Healthy Guacamole Recipe
I’m excited to share my favorite healthy guacamole recipe! You can make the best guacamole recipe in just 10 minutes. It’s loaded with avocados, cilantro, tomatoes, garlic, and onion — finished with a spritz of lime!
Why This Recipe Works
I recommend this guacamole recipe to everyone because the difference between a mediocre guacamole and one that hits it out of the park is all about the ratios. Not too onion-y (check out a tip below that I do for the onions that makes a difference) and the perfect balance of lime and cilantro.
- Avocados: It’s very important to get the perfect ripeness in the avocados you use. We don’t want crunchy guacamole. See tips below for selecting the perfect avocado.
- Onions: It’s all about the color when it comes to Mexican food. I love using purple onions in my guacamole because the color pops and the flavor is just a bit more distinctive to a traditional yellow or white onion.
Feel free to add diced jalapeños and cayenne pepper to turn up the heat. Spices such as cumin and smoked paprika are perfect to use in a guacamole as well.
The best rule of thumb is this: taste and season as you go.
- Cut the avocados in half and remove the large pit. Place the avocados in a bowl.

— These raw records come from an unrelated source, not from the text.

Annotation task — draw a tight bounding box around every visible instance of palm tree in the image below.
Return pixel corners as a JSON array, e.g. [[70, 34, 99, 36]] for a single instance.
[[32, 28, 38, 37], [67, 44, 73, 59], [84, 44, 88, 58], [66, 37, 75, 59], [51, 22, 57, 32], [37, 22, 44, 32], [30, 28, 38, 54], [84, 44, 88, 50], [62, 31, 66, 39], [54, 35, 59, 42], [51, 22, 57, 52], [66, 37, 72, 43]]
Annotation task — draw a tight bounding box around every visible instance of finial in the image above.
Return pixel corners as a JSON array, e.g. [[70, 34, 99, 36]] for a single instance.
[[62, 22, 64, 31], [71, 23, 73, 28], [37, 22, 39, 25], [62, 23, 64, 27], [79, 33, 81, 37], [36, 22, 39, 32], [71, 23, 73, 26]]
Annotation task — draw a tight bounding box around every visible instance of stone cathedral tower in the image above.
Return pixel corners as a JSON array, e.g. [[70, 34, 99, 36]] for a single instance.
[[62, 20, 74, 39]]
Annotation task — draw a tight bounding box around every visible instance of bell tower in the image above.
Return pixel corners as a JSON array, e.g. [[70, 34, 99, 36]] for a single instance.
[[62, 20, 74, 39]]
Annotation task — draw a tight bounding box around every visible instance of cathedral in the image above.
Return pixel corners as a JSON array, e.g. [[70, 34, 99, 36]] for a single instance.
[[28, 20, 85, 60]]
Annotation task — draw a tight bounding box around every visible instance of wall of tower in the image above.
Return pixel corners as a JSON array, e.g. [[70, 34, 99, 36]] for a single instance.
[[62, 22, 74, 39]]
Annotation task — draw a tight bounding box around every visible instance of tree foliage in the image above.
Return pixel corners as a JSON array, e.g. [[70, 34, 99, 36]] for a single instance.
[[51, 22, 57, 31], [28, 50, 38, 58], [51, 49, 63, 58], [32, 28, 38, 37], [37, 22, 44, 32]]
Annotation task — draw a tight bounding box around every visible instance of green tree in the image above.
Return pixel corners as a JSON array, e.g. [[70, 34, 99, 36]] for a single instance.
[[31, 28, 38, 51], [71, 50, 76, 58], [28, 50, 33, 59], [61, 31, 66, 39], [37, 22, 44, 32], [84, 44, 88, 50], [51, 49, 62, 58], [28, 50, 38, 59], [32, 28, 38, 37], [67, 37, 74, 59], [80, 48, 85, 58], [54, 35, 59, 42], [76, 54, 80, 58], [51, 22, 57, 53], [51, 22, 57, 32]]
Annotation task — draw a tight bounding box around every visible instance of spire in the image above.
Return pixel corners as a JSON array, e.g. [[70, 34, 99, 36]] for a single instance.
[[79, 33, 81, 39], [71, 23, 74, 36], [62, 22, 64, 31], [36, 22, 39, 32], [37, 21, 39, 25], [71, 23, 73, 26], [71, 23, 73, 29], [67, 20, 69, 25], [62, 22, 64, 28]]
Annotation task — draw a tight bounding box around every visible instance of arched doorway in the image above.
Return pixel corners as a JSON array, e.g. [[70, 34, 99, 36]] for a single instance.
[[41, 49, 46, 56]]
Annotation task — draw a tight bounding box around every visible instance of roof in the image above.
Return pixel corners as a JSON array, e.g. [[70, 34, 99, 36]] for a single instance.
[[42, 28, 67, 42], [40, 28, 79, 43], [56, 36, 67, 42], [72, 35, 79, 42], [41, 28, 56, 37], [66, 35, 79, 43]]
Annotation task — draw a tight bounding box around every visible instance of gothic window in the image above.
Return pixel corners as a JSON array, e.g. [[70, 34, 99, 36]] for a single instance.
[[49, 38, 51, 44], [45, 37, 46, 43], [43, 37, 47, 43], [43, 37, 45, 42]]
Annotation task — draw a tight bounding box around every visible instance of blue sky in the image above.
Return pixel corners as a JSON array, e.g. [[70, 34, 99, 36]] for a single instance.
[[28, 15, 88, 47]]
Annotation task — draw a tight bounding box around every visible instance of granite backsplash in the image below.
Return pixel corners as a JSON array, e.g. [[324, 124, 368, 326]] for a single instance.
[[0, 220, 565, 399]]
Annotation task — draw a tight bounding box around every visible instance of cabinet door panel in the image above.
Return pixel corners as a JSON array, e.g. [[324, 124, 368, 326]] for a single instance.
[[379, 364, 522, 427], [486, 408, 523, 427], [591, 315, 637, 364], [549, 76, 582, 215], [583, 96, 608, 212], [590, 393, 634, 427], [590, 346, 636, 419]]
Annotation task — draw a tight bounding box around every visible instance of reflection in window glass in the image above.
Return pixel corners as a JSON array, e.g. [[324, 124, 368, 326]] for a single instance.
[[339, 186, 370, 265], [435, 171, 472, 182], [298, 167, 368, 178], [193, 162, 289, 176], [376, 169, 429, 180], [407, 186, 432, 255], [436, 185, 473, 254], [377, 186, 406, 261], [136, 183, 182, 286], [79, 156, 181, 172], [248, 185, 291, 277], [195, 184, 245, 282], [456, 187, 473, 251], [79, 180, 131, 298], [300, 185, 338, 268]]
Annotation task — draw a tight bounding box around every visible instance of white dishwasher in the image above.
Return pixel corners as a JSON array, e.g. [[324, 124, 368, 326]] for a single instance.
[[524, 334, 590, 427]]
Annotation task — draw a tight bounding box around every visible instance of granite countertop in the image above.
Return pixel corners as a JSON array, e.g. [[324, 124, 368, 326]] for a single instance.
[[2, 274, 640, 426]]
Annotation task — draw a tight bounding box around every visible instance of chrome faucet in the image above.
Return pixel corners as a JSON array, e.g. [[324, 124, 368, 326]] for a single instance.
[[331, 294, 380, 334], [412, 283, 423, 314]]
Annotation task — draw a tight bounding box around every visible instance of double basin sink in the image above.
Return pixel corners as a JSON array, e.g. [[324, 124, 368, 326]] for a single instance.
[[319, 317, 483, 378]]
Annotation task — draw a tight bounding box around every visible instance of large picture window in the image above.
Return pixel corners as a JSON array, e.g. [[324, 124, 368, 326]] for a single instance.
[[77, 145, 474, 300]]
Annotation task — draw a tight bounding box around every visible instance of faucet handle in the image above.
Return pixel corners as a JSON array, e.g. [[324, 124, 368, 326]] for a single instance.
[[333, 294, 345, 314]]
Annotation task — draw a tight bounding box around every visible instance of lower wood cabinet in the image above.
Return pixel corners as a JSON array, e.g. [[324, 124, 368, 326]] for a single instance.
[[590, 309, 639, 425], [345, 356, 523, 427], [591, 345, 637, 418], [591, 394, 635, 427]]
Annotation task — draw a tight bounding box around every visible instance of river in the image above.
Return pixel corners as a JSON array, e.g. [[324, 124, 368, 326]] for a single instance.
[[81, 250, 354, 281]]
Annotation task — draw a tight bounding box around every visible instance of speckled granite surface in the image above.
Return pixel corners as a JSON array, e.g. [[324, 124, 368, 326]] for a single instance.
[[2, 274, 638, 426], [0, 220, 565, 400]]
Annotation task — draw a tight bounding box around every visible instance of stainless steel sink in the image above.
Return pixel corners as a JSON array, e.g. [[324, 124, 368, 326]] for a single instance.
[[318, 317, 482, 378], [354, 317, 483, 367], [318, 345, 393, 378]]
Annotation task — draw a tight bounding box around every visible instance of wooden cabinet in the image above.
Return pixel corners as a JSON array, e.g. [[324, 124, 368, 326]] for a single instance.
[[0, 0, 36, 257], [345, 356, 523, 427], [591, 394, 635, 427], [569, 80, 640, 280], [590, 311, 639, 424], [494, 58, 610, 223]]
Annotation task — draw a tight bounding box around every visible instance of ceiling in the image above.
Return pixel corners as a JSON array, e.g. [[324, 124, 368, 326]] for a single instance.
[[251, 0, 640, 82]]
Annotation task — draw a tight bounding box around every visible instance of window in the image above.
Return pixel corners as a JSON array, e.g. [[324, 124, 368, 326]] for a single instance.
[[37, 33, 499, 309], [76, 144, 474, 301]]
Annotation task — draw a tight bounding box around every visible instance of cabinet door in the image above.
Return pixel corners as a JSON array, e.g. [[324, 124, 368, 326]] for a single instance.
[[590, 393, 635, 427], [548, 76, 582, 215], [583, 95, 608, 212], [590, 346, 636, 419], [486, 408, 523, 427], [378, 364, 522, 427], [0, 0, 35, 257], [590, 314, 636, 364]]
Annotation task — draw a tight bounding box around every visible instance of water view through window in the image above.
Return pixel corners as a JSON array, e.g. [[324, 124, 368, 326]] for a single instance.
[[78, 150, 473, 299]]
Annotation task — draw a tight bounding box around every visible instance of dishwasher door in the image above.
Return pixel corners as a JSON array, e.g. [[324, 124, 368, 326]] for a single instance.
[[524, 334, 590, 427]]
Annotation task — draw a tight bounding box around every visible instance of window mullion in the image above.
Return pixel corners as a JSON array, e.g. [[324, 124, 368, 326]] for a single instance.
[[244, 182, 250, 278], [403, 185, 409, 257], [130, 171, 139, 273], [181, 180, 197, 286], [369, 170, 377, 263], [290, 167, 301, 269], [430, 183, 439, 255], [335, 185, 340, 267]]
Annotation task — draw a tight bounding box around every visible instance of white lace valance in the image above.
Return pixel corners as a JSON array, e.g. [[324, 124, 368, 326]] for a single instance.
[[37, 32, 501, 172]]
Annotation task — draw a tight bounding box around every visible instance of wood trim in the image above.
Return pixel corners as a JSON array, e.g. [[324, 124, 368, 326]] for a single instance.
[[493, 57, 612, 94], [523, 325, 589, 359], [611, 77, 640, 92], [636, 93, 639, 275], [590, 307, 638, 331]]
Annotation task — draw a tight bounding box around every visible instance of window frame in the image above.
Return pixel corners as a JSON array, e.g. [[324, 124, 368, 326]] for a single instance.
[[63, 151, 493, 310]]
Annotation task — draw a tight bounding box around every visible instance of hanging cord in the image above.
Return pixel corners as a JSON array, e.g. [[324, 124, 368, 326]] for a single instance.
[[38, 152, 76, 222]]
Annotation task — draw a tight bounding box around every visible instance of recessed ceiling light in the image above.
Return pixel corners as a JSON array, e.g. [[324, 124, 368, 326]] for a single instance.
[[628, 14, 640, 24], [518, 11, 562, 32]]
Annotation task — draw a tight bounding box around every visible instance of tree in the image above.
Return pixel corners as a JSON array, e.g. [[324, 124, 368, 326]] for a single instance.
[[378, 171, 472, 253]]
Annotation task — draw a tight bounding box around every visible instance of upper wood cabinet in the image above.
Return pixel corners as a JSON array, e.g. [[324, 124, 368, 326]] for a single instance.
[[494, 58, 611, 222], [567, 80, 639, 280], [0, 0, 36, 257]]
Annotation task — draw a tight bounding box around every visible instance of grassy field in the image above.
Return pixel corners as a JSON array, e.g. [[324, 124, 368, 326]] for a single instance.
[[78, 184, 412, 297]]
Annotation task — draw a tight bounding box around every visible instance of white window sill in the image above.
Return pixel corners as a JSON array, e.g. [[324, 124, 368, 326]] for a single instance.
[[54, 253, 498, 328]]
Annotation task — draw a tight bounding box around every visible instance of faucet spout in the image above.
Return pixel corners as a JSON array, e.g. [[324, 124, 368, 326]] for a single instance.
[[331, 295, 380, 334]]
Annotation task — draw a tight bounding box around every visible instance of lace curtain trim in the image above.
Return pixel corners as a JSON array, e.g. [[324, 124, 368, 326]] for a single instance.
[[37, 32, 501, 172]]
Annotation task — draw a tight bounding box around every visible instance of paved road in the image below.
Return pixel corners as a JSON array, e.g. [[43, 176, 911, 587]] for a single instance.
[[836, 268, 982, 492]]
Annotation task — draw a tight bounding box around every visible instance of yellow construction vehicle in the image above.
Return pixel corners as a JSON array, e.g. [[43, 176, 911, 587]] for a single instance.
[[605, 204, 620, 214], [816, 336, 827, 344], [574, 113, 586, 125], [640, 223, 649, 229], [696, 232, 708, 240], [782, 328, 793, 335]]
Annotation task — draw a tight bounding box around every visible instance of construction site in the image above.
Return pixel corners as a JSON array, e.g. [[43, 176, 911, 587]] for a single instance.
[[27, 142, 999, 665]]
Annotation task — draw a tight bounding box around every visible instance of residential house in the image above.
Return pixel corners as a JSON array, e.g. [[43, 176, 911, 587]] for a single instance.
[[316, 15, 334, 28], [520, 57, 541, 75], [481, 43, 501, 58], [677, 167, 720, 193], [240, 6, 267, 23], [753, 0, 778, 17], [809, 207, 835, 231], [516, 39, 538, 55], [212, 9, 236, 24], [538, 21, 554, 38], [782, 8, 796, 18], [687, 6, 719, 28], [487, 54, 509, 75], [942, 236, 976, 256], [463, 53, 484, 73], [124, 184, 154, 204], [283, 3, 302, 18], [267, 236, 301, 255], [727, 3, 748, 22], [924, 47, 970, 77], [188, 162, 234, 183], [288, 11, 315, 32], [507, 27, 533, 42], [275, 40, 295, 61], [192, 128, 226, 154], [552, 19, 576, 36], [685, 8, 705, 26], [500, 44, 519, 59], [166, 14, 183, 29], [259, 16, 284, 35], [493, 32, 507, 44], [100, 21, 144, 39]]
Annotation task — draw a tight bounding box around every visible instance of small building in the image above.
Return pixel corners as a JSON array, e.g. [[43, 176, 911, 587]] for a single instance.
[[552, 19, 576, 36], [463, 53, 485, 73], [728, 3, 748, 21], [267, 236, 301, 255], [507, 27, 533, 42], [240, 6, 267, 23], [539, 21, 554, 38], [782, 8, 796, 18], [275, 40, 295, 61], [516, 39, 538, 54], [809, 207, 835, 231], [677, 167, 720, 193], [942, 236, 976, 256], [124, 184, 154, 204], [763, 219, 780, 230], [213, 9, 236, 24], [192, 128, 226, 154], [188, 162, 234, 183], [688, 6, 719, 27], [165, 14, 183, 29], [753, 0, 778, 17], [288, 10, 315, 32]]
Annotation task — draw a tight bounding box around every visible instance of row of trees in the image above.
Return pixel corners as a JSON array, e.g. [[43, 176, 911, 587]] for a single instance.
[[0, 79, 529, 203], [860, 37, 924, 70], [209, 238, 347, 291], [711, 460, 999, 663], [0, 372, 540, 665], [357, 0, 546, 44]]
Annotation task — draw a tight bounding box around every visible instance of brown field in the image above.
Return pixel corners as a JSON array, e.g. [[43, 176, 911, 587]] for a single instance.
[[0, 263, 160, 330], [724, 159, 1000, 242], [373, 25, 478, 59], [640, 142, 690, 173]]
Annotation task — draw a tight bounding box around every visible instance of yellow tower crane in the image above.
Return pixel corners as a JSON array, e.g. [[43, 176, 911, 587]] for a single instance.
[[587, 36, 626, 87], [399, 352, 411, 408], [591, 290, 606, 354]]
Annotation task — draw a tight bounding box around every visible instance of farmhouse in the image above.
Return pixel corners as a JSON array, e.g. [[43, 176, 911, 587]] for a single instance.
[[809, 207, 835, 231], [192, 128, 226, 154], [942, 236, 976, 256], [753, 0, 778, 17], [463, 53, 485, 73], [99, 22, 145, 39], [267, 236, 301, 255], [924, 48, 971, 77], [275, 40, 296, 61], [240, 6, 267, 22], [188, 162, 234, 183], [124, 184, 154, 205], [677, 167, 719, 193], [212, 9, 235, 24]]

- Add the remaining ingredients to the avocados. This includes the diced onion, tomatoes, cilantro, salt, pepper, garlic, and lime juice.
- Stir to combine ingredients. Add salt and pepper to taste.
Texture. I prefer my guacamole to be on the chunky side. So I’ve found using a pastry blender keeps a bit chunkier texture. If you don’t have a pastry blender, using a fork is fine.
Avocados. If you bring home a firm avocado from the grocery store, leave it at room temperature for a few days until it becomes softer when you gently squeeze it. Avocados will also ripen a lot quicker if they are stored in a brown paper bag.
If, on the other hand, you select perfectly ripe avocados and you don’t plan on making guacamole that day, place the ripe avocados in the refrigerator to slow down the ripening process.
Onions. Rinse the onion under water. After dicing the purple onion, I put it in a fine mesh sieve and gently rinse it under water for a few seconds. This takes some of the harsh bite out of the onion. Not a crucial step, but one I’ve been using over the years.
Tomatoes. You can use fresh garden tomatoes, Roma’s, even an heirloom tomato to make guac.
Store the healthy guacamole in an airtight container in the fridge for about 2 days. If you want to ensure the guacamole will keep better, saving the avocado pits and putting those in with the guacamole can help. However, the lime juice should also help keep the avocado from browning quickly.
An avocado is ripe and ready to use when you can give it a little squeeze of pressure and it gives in a bit. You don’t want it to be too mushy that it gives a ton when you barely squeeze it, and you don’t want it to feel hard. You can also remove the tiny stem cap at the top. If the cap takes a bit to come off and is almost white underneath, it’s probably not ripe enough. If it comes off easily and the color is a bit darker — and it passes the gentle squeeze test, it’s good to eat.
Put it in a brown paper bag at room temperature for a day or two. Check it often until it reaches your desired ripeness.
The great thing about guacamole is how customizable it is. I love adding tomatoes to my guacamole because of the juicy nature and the additional flavor and texture element. The bare bones of guacamole are usually avocado, onion, salt and lime, with the occasional addition of cilantro and/or tomatoes.
Other Delicious Chip Dips
Did you make this recipe? I’d love to hear about it! Click here to leave a rating and review.
Healthy Guacamole Recipe
- 3 avocados - pitted and chopped
- 1/4 cup cilantro - chopped
- 1/4 cup red onion - diced (then rinsed in a fine mesh strainer)
- 1 tomato - diced (about 1/2 cup)
- 1 lime - juiced
- 1/2 teaspoon garlic - minced, about 1-2 cloves
- kosher salt - to taste
- pepper - to taste
- Add avocado to medium sized bowl. Smash with fork or pastry blender to desired chunkiness.
- Add the cilantro, red onion, diced tomato, lime juice, minced garlic, salt and pepper to the mashed avocados. Stir to combine.
- Serve immediately with tortilla chips or cover and place in the fridge until ready to serve.